Atavistic manifestations show the variability of instincts and the hereditary power as to the variations of instincts, but, from the fact that they revive ancient habits often acquired a long time past, they cannot be confused with actual variations. Wheeler (1905) has reviewed many phenomena which he considers related to atavism, notably the faculty which the domestic honey-bee has of sometimes nesting in the open air, and the Polistes of temperate regions of storing honey like the wasps of the same genus which live in the tropics. In these two cases atavism does not seem doubtful, but examples may be cited where the embarrassment is greater. Ammophila hirsula, variety mervensis, is a predatory wasp which chooses for its victims cutworms of the genus Argotis and which has an especial agility in relation to the quick movements and struggles of its prey. As Ferton has noted, after Fabre, this wasp has a firmly fixed instinct. But Ferton has seen the same species capture a large, above-ground caterpillar, Cucullia chamomillce, and in another case the hairy caterpillar of Epinephele jurtina which lives on grasses, and we know very well that the Ammophilas avoid hairy caterpillars. Ferton says :
In these two cases, has the Ammophila, not being able to find the cutworm which she is looking for, abandoned her usual hunting-method to develop another ? I do not think so, and to admit it would be to give the creature too much intelligence. ... In my opinion it is atavism which has led my two specimens to paralyze these other caterpillars. The instinct of A. hirsuta is not yet sufficiently fixed, and it happens that the female in hunting found herself near a larva which was not her normal prey, but nevertheless stung it and paralyzed it in order to give it to her larvae, just as her ancestors had done.

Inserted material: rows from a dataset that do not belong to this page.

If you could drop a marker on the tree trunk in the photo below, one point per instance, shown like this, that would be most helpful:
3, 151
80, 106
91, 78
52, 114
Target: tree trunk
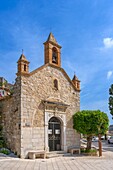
89, 141
100, 145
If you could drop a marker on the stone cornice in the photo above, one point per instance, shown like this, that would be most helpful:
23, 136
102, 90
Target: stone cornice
59, 68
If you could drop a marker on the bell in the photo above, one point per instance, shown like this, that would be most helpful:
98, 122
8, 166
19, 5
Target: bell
54, 59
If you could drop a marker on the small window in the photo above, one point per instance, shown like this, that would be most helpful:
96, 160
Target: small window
56, 84
54, 56
24, 67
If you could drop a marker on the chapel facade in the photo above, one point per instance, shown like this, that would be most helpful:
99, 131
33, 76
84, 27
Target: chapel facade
39, 114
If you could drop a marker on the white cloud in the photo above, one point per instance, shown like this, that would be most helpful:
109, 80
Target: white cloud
109, 74
108, 42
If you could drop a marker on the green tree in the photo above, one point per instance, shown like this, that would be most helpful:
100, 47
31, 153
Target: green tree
111, 100
90, 123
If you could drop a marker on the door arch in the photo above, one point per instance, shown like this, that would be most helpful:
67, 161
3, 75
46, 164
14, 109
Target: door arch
54, 134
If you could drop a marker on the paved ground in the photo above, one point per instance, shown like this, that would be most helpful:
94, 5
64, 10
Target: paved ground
60, 163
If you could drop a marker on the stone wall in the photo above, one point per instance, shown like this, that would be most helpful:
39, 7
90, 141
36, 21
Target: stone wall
24, 112
11, 118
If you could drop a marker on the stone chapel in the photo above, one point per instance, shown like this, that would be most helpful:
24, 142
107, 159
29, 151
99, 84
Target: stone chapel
39, 113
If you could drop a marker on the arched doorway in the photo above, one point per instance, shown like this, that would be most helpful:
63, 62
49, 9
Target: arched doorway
54, 134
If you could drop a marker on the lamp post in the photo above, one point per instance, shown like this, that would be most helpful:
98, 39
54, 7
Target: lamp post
99, 142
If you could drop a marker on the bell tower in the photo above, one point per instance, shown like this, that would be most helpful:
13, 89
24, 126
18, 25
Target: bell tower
52, 52
76, 82
23, 66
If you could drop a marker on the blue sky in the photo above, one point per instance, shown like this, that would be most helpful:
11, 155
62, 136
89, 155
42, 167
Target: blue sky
84, 29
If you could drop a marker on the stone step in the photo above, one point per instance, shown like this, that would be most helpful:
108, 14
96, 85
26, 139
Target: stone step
57, 154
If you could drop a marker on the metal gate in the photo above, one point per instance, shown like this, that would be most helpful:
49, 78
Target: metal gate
54, 134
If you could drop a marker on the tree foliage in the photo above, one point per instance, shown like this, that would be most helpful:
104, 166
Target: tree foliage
111, 99
90, 123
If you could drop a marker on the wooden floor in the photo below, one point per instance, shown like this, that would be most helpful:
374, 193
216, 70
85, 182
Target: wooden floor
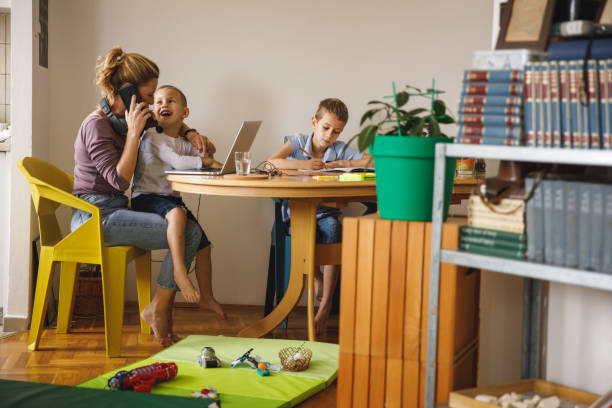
70, 359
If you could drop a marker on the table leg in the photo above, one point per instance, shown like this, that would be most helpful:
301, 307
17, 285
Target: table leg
303, 231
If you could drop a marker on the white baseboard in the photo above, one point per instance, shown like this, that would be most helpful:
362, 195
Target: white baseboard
14, 323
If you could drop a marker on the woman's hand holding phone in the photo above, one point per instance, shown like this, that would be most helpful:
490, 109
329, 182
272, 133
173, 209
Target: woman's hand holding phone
136, 117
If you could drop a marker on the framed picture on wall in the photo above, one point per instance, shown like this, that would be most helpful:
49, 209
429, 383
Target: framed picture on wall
526, 24
604, 14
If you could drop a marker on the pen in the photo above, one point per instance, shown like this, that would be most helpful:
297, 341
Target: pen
306, 153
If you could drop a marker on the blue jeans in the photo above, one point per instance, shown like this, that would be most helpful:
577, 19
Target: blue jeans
123, 226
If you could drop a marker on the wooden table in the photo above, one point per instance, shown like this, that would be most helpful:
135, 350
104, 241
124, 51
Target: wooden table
304, 194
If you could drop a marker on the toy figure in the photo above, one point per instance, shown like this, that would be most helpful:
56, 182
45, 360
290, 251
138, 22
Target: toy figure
208, 359
210, 397
141, 379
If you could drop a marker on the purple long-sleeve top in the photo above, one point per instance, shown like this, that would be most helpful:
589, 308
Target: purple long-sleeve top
97, 150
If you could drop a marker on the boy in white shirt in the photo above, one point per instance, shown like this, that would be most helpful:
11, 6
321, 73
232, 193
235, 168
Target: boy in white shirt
162, 149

This explanation is a convenient one, but without any proof, like most of the explanations founded on atavism. It is easy to invoke the past, but you cannot always have a response; or, rather, as Emery has shown (1902), we reply subjectively by means of comparisons which allow us to confound simple homologies with real atavistic phenomena. However this may be, this story of Ammophila hirsuta is of interest because it shows that this wasp is capable of profoundly modifying its predatory habits when necessary.